Document Type

Article

Publication Date

6-2021

Abstract

At the core of public debates about trade policy making in the United States and the so-called "trade war" is a controversy over who should be responsible for making U.S. trade law: Congress or the President. What these important conversations miss is that underlying much of our trade policy in recent decades is a widespread executive-branch lawmaking apparatus with monitoring, rulemaking, adjudicative, and enforcement features that operates in considerable shadow. Executive branch agencies are now the primary actors in trade lawmaking. This Article excavates that critical underbelly: what I call our "trade administrative state." It maps the trade administrative state's statutory and institutional ascent, which I maintain was the product of considerable experimentation in governance schemes developed in response to diverging market trends and normative priorities, the absence of judicial mechanisms to monitor its borders, and a deficiency of administrative law disciplines to respond to its fortification.

This unearthing reveals that the trade administrative state does not operate like the rest of the regulatory state either inform or in process, despite that its actors engage in several conventional regulatory functions. Rather, trade lawmaking is predominantly managed by a single agency, the Office of the United States Trade Representative, and, procedurally, it lacks the hallmarks traditionally associated with administrative law. The Article then evaluates this model in light of administrative law's aspirations. It demonstrates how our present model of trade administration and its self-policing control mechanisms clash with commonly held scholarly and doctrinal understandings of executive governance.

This assessment of modern trade governance also prescribes certain lessons for how administrative law operates when it comes to certain specialized areas of administration. Surprisingly, despite the fact that trade administration challenges established positivist and process-oriented values, it does so in such a way that may enhance compliance with international law. At a moment when critics raise concern about the President's disfavor of international trade law and institutions, this study reveals that certain norms may be entrenched in our trade administrative state to counteract those concerns.
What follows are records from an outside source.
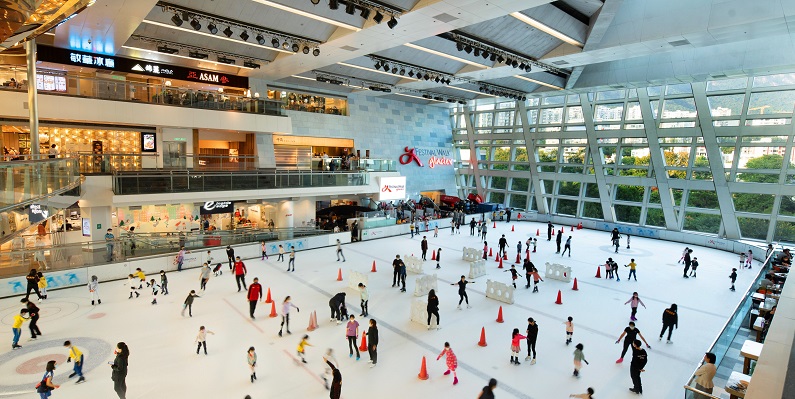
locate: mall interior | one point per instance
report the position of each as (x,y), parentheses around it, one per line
(158,135)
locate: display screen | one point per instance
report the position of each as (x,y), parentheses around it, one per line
(148,142)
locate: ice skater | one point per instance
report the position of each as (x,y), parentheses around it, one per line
(516,339)
(201,339)
(629,335)
(579,357)
(93,290)
(286,305)
(633,303)
(670,320)
(451,361)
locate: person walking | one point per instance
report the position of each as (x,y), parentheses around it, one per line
(351,333)
(704,376)
(93,290)
(579,357)
(670,320)
(286,305)
(188,304)
(240,273)
(364,297)
(251,359)
(46,386)
(201,339)
(631,333)
(77,356)
(291,263)
(254,294)
(633,303)
(567,246)
(532,336)
(119,367)
(339,251)
(451,361)
(372,343)
(639,359)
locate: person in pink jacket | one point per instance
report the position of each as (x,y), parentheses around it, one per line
(633,303)
(516,340)
(451,360)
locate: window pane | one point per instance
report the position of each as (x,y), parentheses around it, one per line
(726,105)
(774,102)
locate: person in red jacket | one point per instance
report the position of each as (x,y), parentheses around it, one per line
(254,295)
(240,273)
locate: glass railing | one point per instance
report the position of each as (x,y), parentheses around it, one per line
(722,343)
(24,181)
(179,181)
(18,261)
(121,90)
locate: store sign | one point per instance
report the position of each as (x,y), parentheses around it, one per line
(434,156)
(122,64)
(392,188)
(213,207)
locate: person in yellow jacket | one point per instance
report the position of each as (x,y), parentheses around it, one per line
(77,356)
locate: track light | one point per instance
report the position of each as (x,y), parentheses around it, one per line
(176,20)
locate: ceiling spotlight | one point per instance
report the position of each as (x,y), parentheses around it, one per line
(176,20)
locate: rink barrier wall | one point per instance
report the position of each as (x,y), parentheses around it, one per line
(151,265)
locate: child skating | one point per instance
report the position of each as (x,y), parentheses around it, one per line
(579,357)
(451,360)
(516,340)
(633,303)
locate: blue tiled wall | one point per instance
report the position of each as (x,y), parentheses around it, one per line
(386,127)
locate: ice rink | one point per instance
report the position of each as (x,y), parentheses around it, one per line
(163,362)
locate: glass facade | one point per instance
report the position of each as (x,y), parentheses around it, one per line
(708,157)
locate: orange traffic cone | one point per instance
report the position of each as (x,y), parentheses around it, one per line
(423,375)
(482,337)
(268,298)
(363,346)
Taken together, the Article makes three contributions: First, it identifies and illustrates the experimental history of trade administration. Second, I unpack the distinct features of trade lawmaking as managed by executive branch agencies and draw conclusions about its functions for the way we conceive of trade actors and trade action in our constitutional framework. Finally, the Article analyzes the implications of this revealed structure for administrative law both in process and in content and shows how trade law serves as an unexpected administrative constraint.